Через реку? Это – не Лета.

Через озеро? Это – не море.

Через море? Это – не бездна, из которой выхода нет.

Выход – был. Всегда находился. Из любых – везде – состояний. Сквозь любые – всюду – преграды.

Переправиться. Преодолеть.

Пережить – и добраться. Успеть.

На ходу. На коне. В седле.

По земле. По земле. По земле.

Иногда – над землёй. И – назад.

Чёткий принцип и трезвый взгляд.

На людей. На вещи – в труде.

Быть – так здесь. Никогда – нигде.

Не витать в облаках. Есть – путь.

Видеть смысл в этом. Или – суть?

Не всегда. Что пером скрипеть?

Есть – машинка. Издать. Успеть.

Есть – машина. Дорога – есть.

Сесть в седло – и… Куда? – Бог весть!

Однажды, в шестидесятых, услышав мои переводы с грузинского и расчувствовавшись до слёз нежданных, Андрей решил попытаться их напечатать, а если получится, то, может быть, и стихи мои напечатать, хотя бы подборку, для начала, пусть небольшую, но и то хорошо, в моём-то положении, – и повёл меня, человека не издаваемого во пределах родных, в редакцию журнала «Дружба народов».
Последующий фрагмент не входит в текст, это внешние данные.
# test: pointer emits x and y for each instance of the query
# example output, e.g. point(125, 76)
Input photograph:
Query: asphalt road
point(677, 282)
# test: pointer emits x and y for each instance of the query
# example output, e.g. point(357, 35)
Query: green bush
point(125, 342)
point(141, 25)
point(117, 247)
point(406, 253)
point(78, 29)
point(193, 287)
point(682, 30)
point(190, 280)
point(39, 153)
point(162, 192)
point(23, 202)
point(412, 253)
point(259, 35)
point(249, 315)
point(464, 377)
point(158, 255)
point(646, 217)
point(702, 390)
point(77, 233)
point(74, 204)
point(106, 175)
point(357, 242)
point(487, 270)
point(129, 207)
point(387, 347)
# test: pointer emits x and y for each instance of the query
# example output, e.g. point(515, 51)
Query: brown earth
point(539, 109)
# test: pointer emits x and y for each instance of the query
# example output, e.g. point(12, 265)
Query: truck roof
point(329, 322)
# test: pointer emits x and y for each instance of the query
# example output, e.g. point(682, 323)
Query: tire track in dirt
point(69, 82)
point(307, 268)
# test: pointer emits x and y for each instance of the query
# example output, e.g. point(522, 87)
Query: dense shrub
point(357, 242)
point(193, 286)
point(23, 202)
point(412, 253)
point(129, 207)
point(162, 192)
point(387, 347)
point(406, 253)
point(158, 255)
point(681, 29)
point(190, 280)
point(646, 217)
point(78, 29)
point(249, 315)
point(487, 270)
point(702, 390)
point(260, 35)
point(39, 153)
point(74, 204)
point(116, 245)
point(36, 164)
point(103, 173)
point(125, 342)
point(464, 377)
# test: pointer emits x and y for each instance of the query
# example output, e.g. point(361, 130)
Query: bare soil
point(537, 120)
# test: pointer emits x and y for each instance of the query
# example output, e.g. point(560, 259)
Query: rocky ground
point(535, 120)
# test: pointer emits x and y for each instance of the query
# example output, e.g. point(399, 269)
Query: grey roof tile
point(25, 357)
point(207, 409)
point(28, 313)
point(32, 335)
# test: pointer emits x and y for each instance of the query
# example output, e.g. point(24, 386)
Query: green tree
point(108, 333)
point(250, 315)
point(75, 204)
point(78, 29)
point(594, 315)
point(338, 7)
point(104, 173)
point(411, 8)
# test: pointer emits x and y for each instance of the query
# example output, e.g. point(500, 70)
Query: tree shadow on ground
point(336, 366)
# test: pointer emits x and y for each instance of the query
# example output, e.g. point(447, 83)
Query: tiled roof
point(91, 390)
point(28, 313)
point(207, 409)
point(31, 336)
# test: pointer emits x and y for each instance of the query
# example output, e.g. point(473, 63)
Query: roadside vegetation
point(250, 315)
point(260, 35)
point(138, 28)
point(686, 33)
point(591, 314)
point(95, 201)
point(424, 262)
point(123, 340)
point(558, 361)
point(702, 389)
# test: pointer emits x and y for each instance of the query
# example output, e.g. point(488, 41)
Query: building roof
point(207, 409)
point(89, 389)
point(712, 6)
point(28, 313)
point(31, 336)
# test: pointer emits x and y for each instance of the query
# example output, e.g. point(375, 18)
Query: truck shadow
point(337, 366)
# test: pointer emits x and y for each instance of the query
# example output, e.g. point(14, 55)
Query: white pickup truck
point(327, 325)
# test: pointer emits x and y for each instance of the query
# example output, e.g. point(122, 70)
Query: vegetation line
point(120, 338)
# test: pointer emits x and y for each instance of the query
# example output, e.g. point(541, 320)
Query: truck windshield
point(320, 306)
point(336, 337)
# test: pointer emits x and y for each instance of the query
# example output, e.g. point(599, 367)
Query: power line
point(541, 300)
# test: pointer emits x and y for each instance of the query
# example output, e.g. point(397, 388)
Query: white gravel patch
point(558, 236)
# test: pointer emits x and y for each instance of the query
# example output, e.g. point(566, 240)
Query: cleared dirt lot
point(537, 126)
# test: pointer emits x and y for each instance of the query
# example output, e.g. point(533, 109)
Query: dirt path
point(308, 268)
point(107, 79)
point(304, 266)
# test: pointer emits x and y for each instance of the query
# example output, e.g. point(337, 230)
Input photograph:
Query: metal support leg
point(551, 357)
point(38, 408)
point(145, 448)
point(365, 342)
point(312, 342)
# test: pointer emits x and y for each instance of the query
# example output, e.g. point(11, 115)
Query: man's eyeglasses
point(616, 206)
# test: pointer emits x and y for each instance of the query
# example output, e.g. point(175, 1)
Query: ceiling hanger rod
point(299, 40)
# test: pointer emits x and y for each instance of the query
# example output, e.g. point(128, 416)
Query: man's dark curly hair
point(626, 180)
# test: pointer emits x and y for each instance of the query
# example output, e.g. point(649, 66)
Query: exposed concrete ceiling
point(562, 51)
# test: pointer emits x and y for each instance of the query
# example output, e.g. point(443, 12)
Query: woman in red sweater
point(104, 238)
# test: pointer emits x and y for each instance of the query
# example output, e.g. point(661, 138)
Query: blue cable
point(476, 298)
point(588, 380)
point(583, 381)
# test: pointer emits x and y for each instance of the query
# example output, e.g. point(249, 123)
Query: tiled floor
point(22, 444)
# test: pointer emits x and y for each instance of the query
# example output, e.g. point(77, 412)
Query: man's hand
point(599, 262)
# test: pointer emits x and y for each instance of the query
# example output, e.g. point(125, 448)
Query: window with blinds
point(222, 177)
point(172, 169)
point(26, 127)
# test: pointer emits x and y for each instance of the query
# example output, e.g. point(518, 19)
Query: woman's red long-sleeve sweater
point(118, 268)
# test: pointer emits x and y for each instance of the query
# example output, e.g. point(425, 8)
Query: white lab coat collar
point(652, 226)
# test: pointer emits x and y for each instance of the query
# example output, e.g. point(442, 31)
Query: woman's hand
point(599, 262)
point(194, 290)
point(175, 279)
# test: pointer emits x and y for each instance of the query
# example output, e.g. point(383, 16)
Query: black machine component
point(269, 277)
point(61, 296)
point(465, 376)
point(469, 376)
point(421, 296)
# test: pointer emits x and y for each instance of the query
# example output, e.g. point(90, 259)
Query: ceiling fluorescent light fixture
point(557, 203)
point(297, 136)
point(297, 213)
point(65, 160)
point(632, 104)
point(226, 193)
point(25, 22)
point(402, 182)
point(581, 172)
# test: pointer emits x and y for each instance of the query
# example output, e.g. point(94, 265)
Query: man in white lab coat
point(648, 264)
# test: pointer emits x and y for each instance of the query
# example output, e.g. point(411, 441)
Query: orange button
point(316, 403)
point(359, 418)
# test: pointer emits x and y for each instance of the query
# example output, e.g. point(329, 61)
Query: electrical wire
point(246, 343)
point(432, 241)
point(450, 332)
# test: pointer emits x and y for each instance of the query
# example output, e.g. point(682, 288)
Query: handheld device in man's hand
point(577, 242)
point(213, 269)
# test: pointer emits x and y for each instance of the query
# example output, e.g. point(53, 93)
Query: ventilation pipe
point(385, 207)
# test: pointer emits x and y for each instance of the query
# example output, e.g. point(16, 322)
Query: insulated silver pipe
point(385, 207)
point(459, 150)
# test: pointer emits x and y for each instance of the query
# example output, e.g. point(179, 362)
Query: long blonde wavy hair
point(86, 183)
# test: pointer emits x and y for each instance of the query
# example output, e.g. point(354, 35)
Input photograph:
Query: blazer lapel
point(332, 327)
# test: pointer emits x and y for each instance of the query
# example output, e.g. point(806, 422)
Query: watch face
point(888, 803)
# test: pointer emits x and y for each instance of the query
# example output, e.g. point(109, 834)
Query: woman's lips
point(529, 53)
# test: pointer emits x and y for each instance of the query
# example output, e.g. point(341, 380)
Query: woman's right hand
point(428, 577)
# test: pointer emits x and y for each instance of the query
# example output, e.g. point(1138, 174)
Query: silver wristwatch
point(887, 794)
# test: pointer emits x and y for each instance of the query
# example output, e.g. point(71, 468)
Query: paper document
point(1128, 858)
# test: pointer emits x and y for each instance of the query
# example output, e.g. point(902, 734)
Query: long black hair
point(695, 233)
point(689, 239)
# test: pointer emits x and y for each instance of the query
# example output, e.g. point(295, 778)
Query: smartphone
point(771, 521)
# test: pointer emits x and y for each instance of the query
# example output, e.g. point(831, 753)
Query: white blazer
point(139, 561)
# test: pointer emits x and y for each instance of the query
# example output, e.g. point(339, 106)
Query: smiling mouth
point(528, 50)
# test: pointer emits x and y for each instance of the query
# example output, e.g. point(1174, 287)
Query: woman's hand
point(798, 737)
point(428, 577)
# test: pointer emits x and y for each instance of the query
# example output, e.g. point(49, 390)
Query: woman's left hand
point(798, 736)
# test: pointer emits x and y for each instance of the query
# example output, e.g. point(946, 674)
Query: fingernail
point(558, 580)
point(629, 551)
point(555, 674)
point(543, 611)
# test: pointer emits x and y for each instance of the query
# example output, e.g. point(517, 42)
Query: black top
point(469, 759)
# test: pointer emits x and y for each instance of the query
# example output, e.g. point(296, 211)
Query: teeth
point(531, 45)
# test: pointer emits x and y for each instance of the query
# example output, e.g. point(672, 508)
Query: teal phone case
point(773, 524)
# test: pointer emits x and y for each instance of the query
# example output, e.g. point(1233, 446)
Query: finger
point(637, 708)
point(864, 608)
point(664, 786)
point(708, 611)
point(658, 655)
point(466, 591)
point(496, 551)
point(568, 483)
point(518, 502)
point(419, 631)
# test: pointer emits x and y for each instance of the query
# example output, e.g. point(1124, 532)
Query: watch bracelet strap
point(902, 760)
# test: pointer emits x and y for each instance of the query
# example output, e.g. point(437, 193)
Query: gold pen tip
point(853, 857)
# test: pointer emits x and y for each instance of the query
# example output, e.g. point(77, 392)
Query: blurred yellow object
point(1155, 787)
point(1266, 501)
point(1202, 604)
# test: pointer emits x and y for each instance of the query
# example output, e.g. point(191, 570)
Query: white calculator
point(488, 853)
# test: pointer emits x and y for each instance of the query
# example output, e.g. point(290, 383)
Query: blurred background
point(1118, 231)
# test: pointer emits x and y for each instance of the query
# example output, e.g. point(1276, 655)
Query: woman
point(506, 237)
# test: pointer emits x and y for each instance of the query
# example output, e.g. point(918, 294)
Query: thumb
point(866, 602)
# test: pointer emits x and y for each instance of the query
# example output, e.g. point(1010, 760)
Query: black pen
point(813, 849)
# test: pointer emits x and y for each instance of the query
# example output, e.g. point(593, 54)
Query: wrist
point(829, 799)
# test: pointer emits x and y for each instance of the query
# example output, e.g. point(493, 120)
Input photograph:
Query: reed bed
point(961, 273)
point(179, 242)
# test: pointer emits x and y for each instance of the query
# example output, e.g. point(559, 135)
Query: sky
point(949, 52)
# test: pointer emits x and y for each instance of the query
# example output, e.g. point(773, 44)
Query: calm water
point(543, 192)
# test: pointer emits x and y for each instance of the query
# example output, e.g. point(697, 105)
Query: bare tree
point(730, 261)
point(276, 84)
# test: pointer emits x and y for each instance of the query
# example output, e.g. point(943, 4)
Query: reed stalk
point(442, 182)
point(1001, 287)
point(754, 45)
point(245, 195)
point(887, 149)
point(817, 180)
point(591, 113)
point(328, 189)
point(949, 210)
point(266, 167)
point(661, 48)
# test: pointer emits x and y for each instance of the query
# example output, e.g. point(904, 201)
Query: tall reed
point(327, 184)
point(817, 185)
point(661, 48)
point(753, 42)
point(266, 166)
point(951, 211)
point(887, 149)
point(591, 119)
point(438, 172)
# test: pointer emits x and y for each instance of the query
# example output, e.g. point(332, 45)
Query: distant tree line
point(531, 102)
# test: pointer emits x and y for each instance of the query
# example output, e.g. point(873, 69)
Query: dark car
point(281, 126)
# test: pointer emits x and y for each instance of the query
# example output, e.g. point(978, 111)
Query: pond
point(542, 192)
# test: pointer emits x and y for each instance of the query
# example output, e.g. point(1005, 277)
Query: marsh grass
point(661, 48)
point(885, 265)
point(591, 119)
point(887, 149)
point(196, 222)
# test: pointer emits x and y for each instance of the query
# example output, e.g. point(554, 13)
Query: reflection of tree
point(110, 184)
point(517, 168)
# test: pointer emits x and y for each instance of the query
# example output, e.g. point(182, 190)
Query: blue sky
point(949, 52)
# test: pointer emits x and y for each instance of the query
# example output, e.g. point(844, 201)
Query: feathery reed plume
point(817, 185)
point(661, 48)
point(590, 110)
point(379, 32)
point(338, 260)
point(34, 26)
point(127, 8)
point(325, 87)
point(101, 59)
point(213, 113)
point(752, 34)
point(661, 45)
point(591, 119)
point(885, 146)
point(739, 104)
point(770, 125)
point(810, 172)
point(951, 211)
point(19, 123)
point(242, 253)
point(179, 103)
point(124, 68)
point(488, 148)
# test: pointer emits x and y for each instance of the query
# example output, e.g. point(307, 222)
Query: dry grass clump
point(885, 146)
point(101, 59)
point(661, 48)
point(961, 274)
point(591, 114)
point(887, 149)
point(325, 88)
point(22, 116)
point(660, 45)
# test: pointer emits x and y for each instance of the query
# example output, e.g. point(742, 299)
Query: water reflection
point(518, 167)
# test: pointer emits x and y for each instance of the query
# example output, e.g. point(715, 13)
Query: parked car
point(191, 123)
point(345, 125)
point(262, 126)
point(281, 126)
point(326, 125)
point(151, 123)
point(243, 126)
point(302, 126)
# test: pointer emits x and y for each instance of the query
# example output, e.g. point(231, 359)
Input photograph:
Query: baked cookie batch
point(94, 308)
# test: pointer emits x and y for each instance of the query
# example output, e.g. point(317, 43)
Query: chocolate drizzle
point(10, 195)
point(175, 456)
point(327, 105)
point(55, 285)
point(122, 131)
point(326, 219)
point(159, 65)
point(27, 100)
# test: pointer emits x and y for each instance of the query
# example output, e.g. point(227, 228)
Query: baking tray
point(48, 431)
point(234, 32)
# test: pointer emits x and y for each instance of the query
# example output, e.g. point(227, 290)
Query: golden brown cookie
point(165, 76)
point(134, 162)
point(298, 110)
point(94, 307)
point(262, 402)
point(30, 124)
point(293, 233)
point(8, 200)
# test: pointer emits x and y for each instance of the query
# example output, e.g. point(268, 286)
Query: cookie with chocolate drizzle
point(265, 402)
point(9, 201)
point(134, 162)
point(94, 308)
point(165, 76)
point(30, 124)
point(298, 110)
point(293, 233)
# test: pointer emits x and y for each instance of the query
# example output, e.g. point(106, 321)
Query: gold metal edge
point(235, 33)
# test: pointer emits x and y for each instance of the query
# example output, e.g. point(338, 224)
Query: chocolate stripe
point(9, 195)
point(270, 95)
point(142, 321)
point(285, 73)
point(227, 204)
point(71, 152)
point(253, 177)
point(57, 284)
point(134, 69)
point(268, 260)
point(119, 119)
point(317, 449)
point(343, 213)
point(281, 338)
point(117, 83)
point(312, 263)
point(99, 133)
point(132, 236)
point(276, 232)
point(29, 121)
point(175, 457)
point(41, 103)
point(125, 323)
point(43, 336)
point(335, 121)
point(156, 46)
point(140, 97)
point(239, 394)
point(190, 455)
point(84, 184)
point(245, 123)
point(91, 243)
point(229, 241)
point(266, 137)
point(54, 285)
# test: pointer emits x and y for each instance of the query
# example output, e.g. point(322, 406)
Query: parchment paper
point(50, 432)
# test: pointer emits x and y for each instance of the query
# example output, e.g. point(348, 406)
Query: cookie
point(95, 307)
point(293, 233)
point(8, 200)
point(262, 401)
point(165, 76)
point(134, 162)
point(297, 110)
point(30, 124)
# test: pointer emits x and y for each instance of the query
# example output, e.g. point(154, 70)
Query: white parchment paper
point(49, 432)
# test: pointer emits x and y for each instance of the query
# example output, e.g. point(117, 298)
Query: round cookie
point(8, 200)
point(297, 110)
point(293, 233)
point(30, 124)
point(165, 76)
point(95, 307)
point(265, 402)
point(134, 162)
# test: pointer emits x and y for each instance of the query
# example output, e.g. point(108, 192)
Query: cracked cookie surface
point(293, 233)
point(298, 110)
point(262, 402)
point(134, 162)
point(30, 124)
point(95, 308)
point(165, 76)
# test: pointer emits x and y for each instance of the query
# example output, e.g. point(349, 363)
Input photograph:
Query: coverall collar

А вернее – повёз. И – с комфортом. На машине. Своей, разумеется.

Был он автором в этом журнале.

Все его там прекрасно знали.

Все – любили. А как же – иначе?

Это – Битов, это – Андрей.

И его – нельзя не любить.

Вот мы с ним и поехали. Вместе. Не на выпивку. По делам.

За рулём он сидел уверенно и, по-своему, театрально, словно лётчик-ас за штурвалом быстрокрылого самолёта.

Очень шло ему это, всё-таки, – не ходить, как другие люди, по делам, или просто так, – но именно ездить. В машине. Просто так. Потому что – нравится. И особенно – по делам.

Битов был – на коне. В седле.

На мягком сиденье своём восседал он свободно, привычно откинувшись на скрипучую, при торможенье пружинящую, и такую удобную, что воспевать её можно, спинку.

С места срывался резко – и машина его, вливаясь в потоки шумные транспортные, вырываясь из них, обосабливаясь, летела, скользила, сквозила, стремилась, вперёд и вперёд, по вздымавшей свои этажи к небесам то слева, то справа, расстилавшей асфальт под колёсами, чтоб удобнее было ехать вдаль куда-то, к желанной цели, беспокойной, бескрайней Москве.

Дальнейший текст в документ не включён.